This chapter explores two methods of bringing together the complementary strengths of general population surveys (GPS) and web surveys to develop improved estimates of overall quantities of drugs consumed — namely, raking and regression. Raking re-weights responses to a web survey in an attempt to make the weighted averages or totals match those of the general population. Regression is used to impute values for what GPS respondents might have said if they had been asked about the frequency of their drug use and the quantities consumed. This chapter applies these two methods to data captured by the EWSD and the countries’ respective GPS to measure total cannabis consumption in the general population. This is pertinent to the literature described in the EMCDDA (2012) study on the cannabis market in Europe and by van Laar et al. (2013), among others.
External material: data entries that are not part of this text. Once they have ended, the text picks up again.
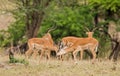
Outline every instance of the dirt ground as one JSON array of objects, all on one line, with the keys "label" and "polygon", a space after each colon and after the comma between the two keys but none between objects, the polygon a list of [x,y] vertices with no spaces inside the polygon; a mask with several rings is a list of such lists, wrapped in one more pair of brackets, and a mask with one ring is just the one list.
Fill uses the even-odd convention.
[{"label": "dirt ground", "polygon": [[[16,55],[24,58],[24,55]],[[0,76],[120,76],[120,61],[116,63],[101,59],[95,64],[91,60],[60,61],[30,58],[29,64],[9,63],[7,55],[0,55]]]}]

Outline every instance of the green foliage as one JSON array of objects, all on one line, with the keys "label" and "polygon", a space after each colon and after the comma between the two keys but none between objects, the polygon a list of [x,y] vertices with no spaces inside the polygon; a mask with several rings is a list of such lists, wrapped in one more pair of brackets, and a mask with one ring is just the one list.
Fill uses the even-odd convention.
[{"label": "green foliage", "polygon": [[52,31],[52,35],[54,39],[59,40],[64,36],[86,36],[84,26],[93,29],[94,12],[91,12],[89,6],[81,5],[75,8],[55,6],[51,8],[52,11],[46,12],[46,18],[40,29],[41,33],[45,33],[46,28],[56,25],[57,28]]},{"label": "green foliage", "polygon": [[13,11],[13,16],[15,18],[15,22],[12,23],[7,31],[1,31],[0,33],[0,46],[10,46],[10,43],[13,42],[14,45],[19,42],[26,42],[25,36],[25,19],[23,14],[18,11]]},{"label": "green foliage", "polygon": [[120,8],[120,0],[89,0],[90,5],[101,10],[117,12]]}]

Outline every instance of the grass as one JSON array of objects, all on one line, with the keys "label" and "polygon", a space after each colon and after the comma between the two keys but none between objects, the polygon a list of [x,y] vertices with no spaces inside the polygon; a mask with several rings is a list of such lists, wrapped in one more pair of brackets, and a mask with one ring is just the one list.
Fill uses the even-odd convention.
[{"label": "grass", "polygon": [[[24,56],[16,56],[24,58]],[[57,59],[29,59],[29,65],[8,63],[8,56],[1,56],[0,76],[120,76],[120,61],[116,64],[109,60],[60,61]]]}]

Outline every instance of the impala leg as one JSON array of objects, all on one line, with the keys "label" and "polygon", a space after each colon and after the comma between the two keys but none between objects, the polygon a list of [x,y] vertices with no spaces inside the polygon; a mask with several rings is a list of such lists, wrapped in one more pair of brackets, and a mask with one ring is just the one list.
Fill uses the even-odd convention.
[{"label": "impala leg", "polygon": [[96,53],[94,50],[91,51],[92,55],[93,55],[93,59],[92,59],[92,63],[94,63],[95,59],[96,59]]},{"label": "impala leg", "polygon": [[83,50],[80,51],[80,60],[83,59]]},{"label": "impala leg", "polygon": [[43,53],[44,53],[44,51],[41,50],[40,59],[42,59]]},{"label": "impala leg", "polygon": [[34,50],[33,52],[34,59],[36,59],[37,55],[38,55],[38,50]]},{"label": "impala leg", "polygon": [[73,58],[74,58],[74,61],[77,61],[77,58],[76,58],[77,53],[78,53],[78,50],[75,50],[75,51],[73,52]]},{"label": "impala leg", "polygon": [[47,58],[50,59],[50,50],[47,50]]},{"label": "impala leg", "polygon": [[32,54],[32,50],[31,49],[28,49],[26,52],[25,52],[25,57],[28,59],[30,58],[30,55]]}]

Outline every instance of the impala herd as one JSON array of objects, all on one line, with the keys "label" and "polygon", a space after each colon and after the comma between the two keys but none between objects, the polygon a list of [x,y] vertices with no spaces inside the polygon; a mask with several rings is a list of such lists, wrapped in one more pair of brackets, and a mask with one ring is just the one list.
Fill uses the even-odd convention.
[{"label": "impala herd", "polygon": [[54,44],[49,31],[41,38],[31,38],[28,40],[28,50],[25,53],[26,58],[29,58],[31,54],[36,58],[40,52],[40,58],[44,54],[50,59],[51,51],[55,51],[57,57],[62,58],[62,55],[72,52],[73,58],[76,61],[76,55],[80,52],[80,59],[83,59],[84,50],[89,50],[93,56],[92,62],[96,59],[96,52],[98,49],[98,40],[93,37],[93,32],[86,32],[88,37],[80,38],[74,36],[63,37],[60,41],[60,45]]}]

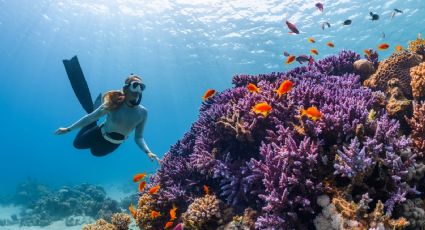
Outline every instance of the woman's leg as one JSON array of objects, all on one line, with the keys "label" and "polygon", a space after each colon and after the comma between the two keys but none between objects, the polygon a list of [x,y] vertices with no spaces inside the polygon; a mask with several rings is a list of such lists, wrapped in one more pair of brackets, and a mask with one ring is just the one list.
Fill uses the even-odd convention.
[{"label": "woman's leg", "polygon": [[74,139],[74,147],[77,149],[88,149],[93,143],[95,137],[96,122],[93,122],[83,128],[78,132],[77,136]]}]

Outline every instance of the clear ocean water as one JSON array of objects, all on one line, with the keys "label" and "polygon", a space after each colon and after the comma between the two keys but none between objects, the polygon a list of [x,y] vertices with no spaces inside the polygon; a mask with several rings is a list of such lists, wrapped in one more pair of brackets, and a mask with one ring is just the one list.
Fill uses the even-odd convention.
[{"label": "clear ocean water", "polygon": [[[202,95],[231,87],[235,74],[286,71],[284,51],[316,59],[342,49],[362,53],[425,34],[423,0],[0,0],[0,194],[28,178],[51,186],[131,184],[154,173],[133,134],[98,158],[72,146],[76,132],[56,136],[85,115],[63,59],[77,55],[92,96],[120,89],[135,73],[147,85],[145,139],[159,157],[197,119]],[[391,17],[394,8],[403,11]],[[379,14],[371,21],[369,12]],[[342,22],[351,19],[352,24]],[[288,20],[300,34],[288,34]],[[322,30],[327,21],[330,28]],[[313,37],[316,43],[308,43]],[[335,48],[326,46],[328,41]],[[136,188],[134,188],[136,190]]]}]

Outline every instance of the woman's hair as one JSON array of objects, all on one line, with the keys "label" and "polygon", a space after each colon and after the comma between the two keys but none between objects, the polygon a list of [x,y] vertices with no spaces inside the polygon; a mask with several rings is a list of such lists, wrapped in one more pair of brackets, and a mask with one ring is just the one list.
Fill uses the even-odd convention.
[{"label": "woman's hair", "polygon": [[103,101],[105,102],[105,109],[114,110],[119,108],[125,100],[125,91],[128,89],[128,84],[132,81],[142,81],[142,79],[134,74],[131,74],[125,79],[125,85],[122,90],[111,90],[103,95]]}]

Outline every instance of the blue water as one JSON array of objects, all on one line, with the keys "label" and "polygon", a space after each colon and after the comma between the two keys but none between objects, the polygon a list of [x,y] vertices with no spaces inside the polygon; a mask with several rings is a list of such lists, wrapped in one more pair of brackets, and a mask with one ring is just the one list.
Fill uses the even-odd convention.
[{"label": "blue water", "polygon": [[[323,13],[314,1],[196,2],[0,0],[0,194],[27,178],[52,186],[130,183],[134,173],[157,169],[133,135],[102,158],[74,149],[76,132],[53,135],[85,114],[62,64],[73,55],[93,97],[121,88],[130,73],[142,76],[145,139],[162,157],[197,119],[205,90],[230,87],[234,74],[299,65],[284,65],[283,51],[317,48],[322,58],[386,42],[382,58],[425,32],[423,0],[327,0]],[[394,8],[404,13],[391,19]],[[380,20],[369,20],[370,11]],[[301,33],[288,34],[286,19]],[[345,19],[353,23],[342,26]],[[331,28],[322,30],[322,21]]]}]

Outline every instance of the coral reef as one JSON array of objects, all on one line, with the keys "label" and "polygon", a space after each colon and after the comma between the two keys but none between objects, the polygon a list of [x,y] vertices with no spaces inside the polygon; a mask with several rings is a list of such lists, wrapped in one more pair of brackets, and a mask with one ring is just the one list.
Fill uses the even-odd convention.
[{"label": "coral reef", "polygon": [[410,76],[412,81],[410,86],[412,87],[413,98],[417,101],[425,99],[425,62],[422,62],[418,66],[410,69]]},{"label": "coral reef", "polygon": [[399,82],[399,87],[406,97],[412,96],[410,87],[410,68],[418,65],[422,61],[422,56],[403,50],[391,54],[390,57],[379,63],[376,72],[364,84],[374,90],[386,92],[388,82],[395,78]]},{"label": "coral reef", "polygon": [[422,55],[423,60],[425,60],[425,39],[422,39],[420,35],[414,41],[409,42],[408,50],[418,55]]},{"label": "coral reef", "polygon": [[188,229],[217,229],[229,221],[230,213],[231,210],[225,210],[224,203],[215,195],[205,195],[189,205],[182,220]]},{"label": "coral reef", "polygon": [[[410,68],[421,57],[391,55],[364,82],[370,88],[358,74],[370,74],[377,55],[359,59],[342,51],[286,73],[234,76],[234,87],[202,104],[150,178],[148,188],[160,189],[140,194],[139,228],[163,228],[173,205],[187,229],[420,226],[407,202],[425,191],[411,131],[419,136],[423,121],[408,118],[411,129],[403,122],[412,108]],[[285,80],[293,88],[278,96]],[[272,107],[266,116],[252,112],[259,102]],[[317,120],[301,114],[310,107]],[[153,210],[161,216],[151,218]]]},{"label": "coral reef", "polygon": [[360,75],[360,80],[363,81],[375,72],[375,67],[373,62],[367,59],[360,59],[354,62],[354,72]]},{"label": "coral reef", "polygon": [[100,186],[81,184],[50,190],[46,186],[29,181],[18,186],[17,204],[25,209],[18,221],[23,226],[46,226],[65,219],[68,226],[87,223],[93,219],[110,220],[120,211],[118,202],[106,197]]},{"label": "coral reef", "polygon": [[94,224],[83,226],[83,230],[117,230],[113,224],[108,223],[104,219],[99,219]]},{"label": "coral reef", "polygon": [[414,103],[413,117],[406,118],[412,130],[412,140],[418,157],[425,156],[425,103]]}]

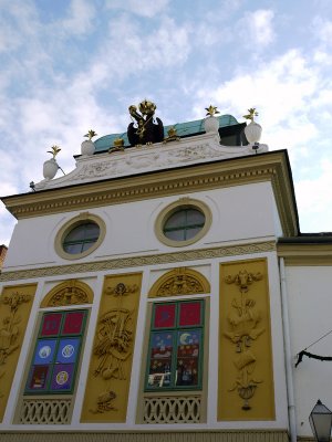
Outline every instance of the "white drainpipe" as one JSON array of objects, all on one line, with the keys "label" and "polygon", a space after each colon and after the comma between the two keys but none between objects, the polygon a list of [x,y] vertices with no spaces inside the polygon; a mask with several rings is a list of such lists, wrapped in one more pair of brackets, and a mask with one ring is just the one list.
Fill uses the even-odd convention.
[{"label": "white drainpipe", "polygon": [[283,345],[286,354],[286,382],[288,393],[288,415],[291,442],[297,442],[297,418],[295,418],[295,401],[294,401],[294,387],[292,377],[293,357],[290,347],[290,329],[289,329],[289,315],[288,315],[288,293],[286,284],[286,272],[283,257],[279,259],[280,264],[280,280],[281,280],[281,308],[282,308],[282,323],[283,323]]}]

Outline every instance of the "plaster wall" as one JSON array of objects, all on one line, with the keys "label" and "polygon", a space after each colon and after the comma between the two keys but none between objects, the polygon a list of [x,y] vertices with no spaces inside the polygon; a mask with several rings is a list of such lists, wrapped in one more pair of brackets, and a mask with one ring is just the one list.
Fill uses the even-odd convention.
[{"label": "plaster wall", "polygon": [[332,408],[332,362],[303,357],[295,368],[297,354],[332,356],[331,266],[289,266],[286,269],[291,351],[299,436],[312,436],[309,414],[318,399]]},{"label": "plaster wall", "polygon": [[[271,312],[271,339],[272,339],[272,360],[273,360],[273,380],[274,380],[274,401],[276,401],[276,420],[273,421],[217,421],[217,401],[218,401],[218,389],[216,386],[218,385],[218,355],[216,349],[218,348],[218,330],[219,327],[219,265],[224,262],[231,261],[246,261],[251,259],[266,257],[268,260],[268,285],[269,285],[269,295],[270,295],[270,312]],[[280,305],[280,290],[279,290],[279,274],[278,274],[278,262],[276,252],[270,253],[257,253],[255,255],[241,255],[241,256],[228,256],[225,259],[214,259],[214,260],[204,260],[204,261],[189,261],[183,262],[181,266],[187,266],[194,269],[198,272],[205,274],[208,277],[211,292],[210,294],[204,295],[210,298],[210,317],[209,317],[209,349],[206,352],[209,360],[207,364],[208,367],[208,412],[207,412],[207,422],[201,424],[190,424],[190,429],[199,429],[199,430],[211,430],[211,429],[238,429],[238,430],[250,430],[250,429],[286,429],[288,427],[288,415],[287,415],[287,393],[286,393],[286,380],[284,380],[284,364],[283,364],[283,341],[282,341],[282,326],[281,326],[281,305]],[[94,303],[89,308],[91,308],[91,315],[89,320],[89,329],[86,333],[86,340],[84,345],[84,354],[83,360],[86,362],[90,359],[90,356],[93,351],[93,337],[96,327],[97,320],[97,312],[98,304],[102,294],[103,281],[106,275],[110,274],[122,274],[122,273],[131,273],[131,272],[143,272],[143,282],[142,282],[142,295],[139,302],[139,311],[137,317],[137,329],[136,329],[136,340],[134,347],[133,355],[133,371],[132,371],[132,381],[131,381],[131,390],[129,390],[129,400],[128,400],[128,410],[127,410],[127,419],[126,423],[89,423],[84,424],[80,422],[83,397],[85,391],[85,382],[87,377],[87,367],[89,364],[82,364],[79,379],[77,379],[77,391],[75,397],[75,404],[73,410],[72,423],[69,425],[61,425],[61,431],[160,431],[167,429],[169,430],[169,425],[162,424],[137,424],[136,415],[137,415],[137,407],[141,407],[139,398],[139,385],[142,376],[144,372],[142,371],[143,355],[146,343],[144,340],[145,329],[148,327],[146,324],[146,313],[147,313],[147,303],[151,299],[147,298],[147,293],[152,285],[155,283],[156,275],[160,276],[165,272],[174,269],[174,264],[168,265],[151,265],[144,267],[132,267],[117,271],[108,271],[108,272],[95,272],[95,273],[80,273],[76,274],[75,277],[80,281],[89,284],[94,291]],[[13,418],[17,409],[18,399],[21,394],[21,389],[24,379],[24,370],[27,369],[29,352],[33,347],[31,344],[31,339],[35,333],[37,317],[40,312],[40,303],[45,296],[45,294],[54,287],[54,285],[71,278],[72,275],[62,275],[62,276],[53,276],[48,278],[40,278],[38,281],[38,291],[30,317],[30,322],[27,328],[24,343],[22,345],[22,350],[20,355],[20,360],[18,365],[18,369],[15,372],[15,378],[13,382],[13,388],[11,391],[11,396],[9,399],[9,406],[7,408],[6,418],[2,424],[0,424],[1,430],[9,431],[22,431],[22,425],[14,424]],[[197,297],[201,297],[197,295]],[[63,307],[65,308],[65,307]],[[173,424],[173,431],[184,431],[188,430],[188,424]],[[24,431],[33,432],[33,431],[59,431],[59,425],[24,425]]]},{"label": "plaster wall", "polygon": [[[273,239],[280,234],[280,221],[276,217],[276,201],[270,182],[251,183],[91,208],[89,209],[91,213],[104,220],[106,235],[103,243],[80,262],[184,249],[164,245],[156,238],[154,229],[160,211],[185,197],[205,202],[212,217],[207,234],[196,243],[186,246],[185,250],[255,242]],[[86,212],[86,209],[81,212]],[[61,227],[81,212],[19,220],[3,270],[70,263],[71,261],[61,259],[55,253],[54,240]]]}]

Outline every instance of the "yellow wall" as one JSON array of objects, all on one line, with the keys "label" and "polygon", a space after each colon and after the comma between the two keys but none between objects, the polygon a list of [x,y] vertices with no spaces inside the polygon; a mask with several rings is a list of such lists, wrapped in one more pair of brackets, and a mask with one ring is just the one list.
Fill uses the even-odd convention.
[{"label": "yellow wall", "polygon": [[82,422],[125,422],[141,273],[106,276],[82,410]]},{"label": "yellow wall", "polygon": [[220,265],[218,420],[273,420],[266,260]]},{"label": "yellow wall", "polygon": [[0,422],[3,419],[37,284],[4,287],[0,297]]}]

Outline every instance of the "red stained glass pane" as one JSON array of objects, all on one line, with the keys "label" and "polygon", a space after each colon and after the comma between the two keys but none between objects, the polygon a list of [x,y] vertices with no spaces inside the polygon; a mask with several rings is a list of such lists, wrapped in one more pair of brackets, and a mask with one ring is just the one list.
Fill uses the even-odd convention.
[{"label": "red stained glass pane", "polygon": [[49,375],[49,366],[35,366],[32,368],[32,376],[29,382],[29,389],[33,391],[44,391]]},{"label": "red stained glass pane", "polygon": [[159,304],[155,307],[155,328],[175,327],[175,304]]},{"label": "red stained glass pane", "polygon": [[72,312],[65,315],[63,335],[80,335],[82,333],[84,312]]},{"label": "red stained glass pane", "polygon": [[44,315],[41,328],[41,336],[59,335],[61,318],[61,313],[50,313]]},{"label": "red stained glass pane", "polygon": [[190,325],[200,325],[201,322],[201,303],[183,303],[179,312],[179,326],[187,327]]}]

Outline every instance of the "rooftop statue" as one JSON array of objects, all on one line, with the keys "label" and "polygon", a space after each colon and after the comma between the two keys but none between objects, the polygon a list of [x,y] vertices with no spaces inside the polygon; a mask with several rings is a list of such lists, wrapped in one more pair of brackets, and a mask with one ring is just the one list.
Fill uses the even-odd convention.
[{"label": "rooftop statue", "polygon": [[127,128],[128,140],[132,146],[152,145],[164,140],[164,126],[160,118],[155,118],[157,106],[144,99],[139,103],[139,113],[137,107],[132,105],[128,110],[135,122]]}]

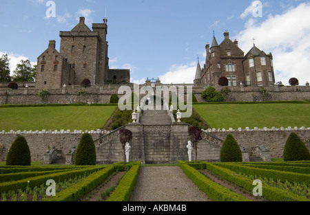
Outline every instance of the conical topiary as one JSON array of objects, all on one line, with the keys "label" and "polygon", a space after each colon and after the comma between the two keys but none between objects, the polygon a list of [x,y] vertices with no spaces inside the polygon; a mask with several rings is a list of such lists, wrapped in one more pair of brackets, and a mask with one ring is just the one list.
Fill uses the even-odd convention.
[{"label": "conical topiary", "polygon": [[74,163],[78,166],[96,165],[96,147],[90,134],[82,135],[75,152]]},{"label": "conical topiary", "polygon": [[285,161],[310,160],[310,153],[298,135],[292,133],[285,144],[283,159]]},{"label": "conical topiary", "polygon": [[27,141],[18,136],[12,144],[6,157],[6,166],[31,166],[31,155]]},{"label": "conical topiary", "polygon": [[242,154],[237,142],[231,135],[228,135],[220,149],[221,162],[242,162]]}]

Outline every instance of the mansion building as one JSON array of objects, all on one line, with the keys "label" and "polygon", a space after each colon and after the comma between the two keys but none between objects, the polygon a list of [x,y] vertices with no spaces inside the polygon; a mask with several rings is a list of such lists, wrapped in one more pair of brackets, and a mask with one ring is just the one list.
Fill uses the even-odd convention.
[{"label": "mansion building", "polygon": [[55,41],[37,61],[37,89],[56,89],[63,86],[81,85],[88,79],[91,85],[130,82],[129,69],[110,69],[107,57],[107,19],[92,24],[92,31],[80,17],[79,23],[70,32],[60,32],[60,51]]},{"label": "mansion building", "polygon": [[224,41],[218,45],[215,36],[210,47],[205,47],[207,57],[203,69],[198,62],[194,84],[219,86],[221,77],[228,79],[229,86],[273,86],[275,76],[271,54],[266,54],[254,45],[245,56],[238,41],[229,39],[225,31]]}]

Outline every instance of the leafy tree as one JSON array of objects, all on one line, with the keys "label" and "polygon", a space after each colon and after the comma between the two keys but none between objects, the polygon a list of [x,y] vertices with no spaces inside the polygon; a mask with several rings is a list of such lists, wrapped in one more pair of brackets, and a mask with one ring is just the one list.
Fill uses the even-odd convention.
[{"label": "leafy tree", "polygon": [[126,166],[126,143],[129,142],[132,139],[132,132],[130,130],[123,128],[119,131],[119,141],[122,144],[123,149],[124,150],[124,166]]},{"label": "leafy tree", "polygon": [[299,81],[298,79],[297,79],[296,78],[291,78],[289,80],[289,84],[291,86],[298,86],[299,85]]},{"label": "leafy tree", "polygon": [[33,68],[29,60],[21,60],[14,71],[13,81],[14,82],[33,82]]},{"label": "leafy tree", "polygon": [[197,126],[191,126],[188,128],[188,134],[189,135],[192,146],[195,150],[195,163],[197,161],[198,142],[203,139],[203,137],[201,136],[202,133],[203,131]]},{"label": "leafy tree", "polygon": [[285,161],[310,160],[310,154],[304,143],[298,135],[292,133],[285,144],[283,159]]},{"label": "leafy tree", "polygon": [[8,59],[8,54],[3,54],[0,58],[0,82],[1,82],[11,81],[9,61],[10,59]]},{"label": "leafy tree", "polygon": [[224,101],[224,96],[218,92],[214,87],[207,88],[202,93],[202,97],[208,102],[216,102]]},{"label": "leafy tree", "polygon": [[12,144],[6,157],[6,166],[31,166],[31,155],[24,137],[19,135]]},{"label": "leafy tree", "polygon": [[92,86],[92,83],[89,79],[85,78],[81,82],[81,86],[85,88],[90,87]]},{"label": "leafy tree", "polygon": [[242,162],[242,154],[237,142],[231,134],[228,135],[220,149],[221,162]]},{"label": "leafy tree", "polygon": [[92,137],[86,133],[83,134],[74,155],[74,163],[77,166],[96,165],[96,146]]}]

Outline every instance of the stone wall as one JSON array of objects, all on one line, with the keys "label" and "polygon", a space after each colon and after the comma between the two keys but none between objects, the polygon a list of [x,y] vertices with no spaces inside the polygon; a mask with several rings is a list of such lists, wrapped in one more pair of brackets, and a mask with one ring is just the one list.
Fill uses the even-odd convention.
[{"label": "stone wall", "polygon": [[[143,126],[138,124],[127,125],[126,128],[133,133],[130,160],[147,163],[176,163],[178,160],[187,159],[187,128],[183,124],[174,124],[169,128],[168,134],[163,130],[158,130],[159,128],[156,126],[143,128]],[[205,131],[223,140],[230,133],[249,153],[252,147],[263,146],[270,150],[271,158],[282,157],[286,141],[290,133],[295,132],[310,150],[310,128],[240,128],[230,131],[209,129]],[[8,149],[18,135],[21,135],[26,139],[32,161],[42,161],[46,151],[54,147],[62,150],[65,156],[74,146],[77,147],[83,132],[91,133],[94,140],[101,138],[95,141],[99,163],[113,163],[123,160],[123,151],[117,131],[110,133],[99,130],[0,132],[0,146],[4,147],[4,152],[0,150],[0,160],[5,161]],[[220,146],[203,139],[199,142],[198,147],[198,160],[219,161]],[[193,159],[194,157],[193,152]]]}]

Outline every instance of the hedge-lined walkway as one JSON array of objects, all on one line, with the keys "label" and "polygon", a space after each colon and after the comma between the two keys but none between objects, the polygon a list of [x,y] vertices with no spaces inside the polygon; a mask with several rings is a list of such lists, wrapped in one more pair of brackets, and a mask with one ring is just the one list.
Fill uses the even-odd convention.
[{"label": "hedge-lined walkway", "polygon": [[178,166],[141,167],[131,201],[210,201]]}]

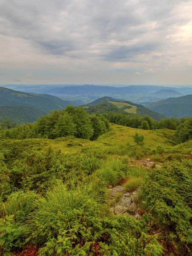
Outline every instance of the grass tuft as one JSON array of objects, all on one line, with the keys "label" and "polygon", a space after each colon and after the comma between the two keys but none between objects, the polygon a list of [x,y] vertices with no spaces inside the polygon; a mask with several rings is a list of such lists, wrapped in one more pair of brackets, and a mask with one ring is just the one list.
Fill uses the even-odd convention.
[{"label": "grass tuft", "polygon": [[123,187],[127,191],[132,192],[141,185],[143,180],[141,177],[134,178],[125,183],[123,185]]}]

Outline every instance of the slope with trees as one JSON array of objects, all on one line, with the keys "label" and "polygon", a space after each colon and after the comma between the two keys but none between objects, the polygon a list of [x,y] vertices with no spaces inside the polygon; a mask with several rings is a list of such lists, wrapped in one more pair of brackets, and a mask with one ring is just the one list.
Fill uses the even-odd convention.
[{"label": "slope with trees", "polygon": [[192,95],[170,98],[153,102],[146,106],[168,117],[192,116]]}]

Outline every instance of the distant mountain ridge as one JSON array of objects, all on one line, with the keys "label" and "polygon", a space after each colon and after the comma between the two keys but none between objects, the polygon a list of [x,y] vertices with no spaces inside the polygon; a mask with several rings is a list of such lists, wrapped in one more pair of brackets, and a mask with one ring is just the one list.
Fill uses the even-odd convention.
[{"label": "distant mountain ridge", "polygon": [[[14,85],[7,86],[14,89]],[[14,90],[27,93],[50,94],[65,100],[83,101],[84,104],[106,95],[143,105],[146,102],[154,102],[170,97],[192,94],[191,87],[176,88],[157,85],[129,85],[116,87],[112,85],[93,84],[17,85]]]},{"label": "distant mountain ridge", "polygon": [[[117,107],[120,110],[121,110],[120,113],[124,113],[128,114],[128,113],[136,114],[141,116],[144,116],[146,115],[148,115],[154,120],[159,121],[161,119],[166,118],[166,116],[157,112],[152,111],[151,110],[146,108],[142,105],[136,104],[129,101],[123,101],[122,100],[118,100],[113,99],[111,97],[108,97],[105,96],[102,98],[98,99],[92,102],[90,102],[86,104],[86,107],[92,108],[95,106],[99,106],[97,108],[95,108],[95,110],[92,108],[93,110],[97,113],[103,113],[102,108],[101,105],[103,105],[103,108],[105,108],[106,111],[110,110],[109,106],[111,105],[114,105],[116,107]],[[107,109],[105,105],[109,106],[109,110]],[[117,110],[115,109],[115,112],[117,112]],[[89,110],[86,109],[86,111],[89,112]]]},{"label": "distant mountain ridge", "polygon": [[32,122],[50,111],[62,110],[72,102],[49,94],[27,93],[0,87],[0,121]]},{"label": "distant mountain ridge", "polygon": [[27,106],[0,106],[0,122],[10,121],[18,124],[32,123],[39,116],[44,116],[47,112],[40,108]]},{"label": "distant mountain ridge", "polygon": [[192,116],[192,95],[169,98],[150,103],[146,107],[168,117],[189,117]]}]

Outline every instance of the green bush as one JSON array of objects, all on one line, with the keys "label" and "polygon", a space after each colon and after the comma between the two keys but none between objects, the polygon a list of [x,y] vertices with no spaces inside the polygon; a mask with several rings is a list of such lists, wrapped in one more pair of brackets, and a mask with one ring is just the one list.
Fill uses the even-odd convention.
[{"label": "green bush", "polygon": [[153,170],[141,187],[143,203],[163,227],[170,243],[177,240],[180,247],[192,244],[191,162],[175,162],[169,166]]}]

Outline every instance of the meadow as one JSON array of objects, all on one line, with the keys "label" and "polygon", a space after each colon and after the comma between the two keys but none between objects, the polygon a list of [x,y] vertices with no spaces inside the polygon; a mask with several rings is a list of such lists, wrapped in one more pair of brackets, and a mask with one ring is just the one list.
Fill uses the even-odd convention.
[{"label": "meadow", "polygon": [[[1,140],[0,255],[190,255],[192,142],[175,132],[111,123],[94,140]],[[122,184],[139,189],[137,219],[110,211]]]}]

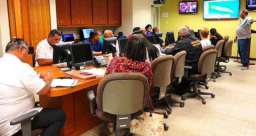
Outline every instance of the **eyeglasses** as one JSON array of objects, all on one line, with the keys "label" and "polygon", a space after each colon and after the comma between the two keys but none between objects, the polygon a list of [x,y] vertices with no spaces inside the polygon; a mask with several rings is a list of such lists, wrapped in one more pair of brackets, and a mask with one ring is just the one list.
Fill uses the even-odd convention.
[{"label": "eyeglasses", "polygon": [[28,51],[28,50],[27,49],[26,49],[25,47],[23,47],[23,48],[24,48],[24,49],[26,49],[26,50],[28,51],[28,56],[30,56],[30,55],[32,54],[32,52],[29,52],[29,51]]}]

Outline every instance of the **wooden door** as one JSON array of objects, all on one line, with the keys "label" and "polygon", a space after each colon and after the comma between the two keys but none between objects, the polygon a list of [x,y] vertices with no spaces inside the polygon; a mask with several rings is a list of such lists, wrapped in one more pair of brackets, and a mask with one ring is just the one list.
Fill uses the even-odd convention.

This publication is published as part of a collection of papers on web surveys: Monitoring drug use in the digital age: studies in web surveys (Insights 26).
Knowing the size of illicit drug markets is important for understanding their revenues and making informed policy decisions. While general population surveys (GPS) can provide an estimate of the number of potential users of such markets, many GPS are limited by only collecting information on the prevalence and frequency of drug use, missing detailed data on the quantity and value of drugs consumed. In contrast, web surveys are much cheaper to implement and are often constructed with a more specific focus. This chapter explores two statistical methods of bringing together the complementary strengths of GPS and web surveys to develop improved estimates of overall quantities of drugs consumed — namely, raking and regression. By doing such, it shows how the rich information collected by online surveys could potentially be extrapolated to larger populations. This chapter applies these two methods to data captured by the European Web Survey on Drugs (EWSD) and six European countries’ respective GPS to measure total cannabis consumption in the general population. While both of these methods have their own limitations, this chapter shows that they could still represent an improvement over making projections based on simple rules of thumb or having no estimates at all.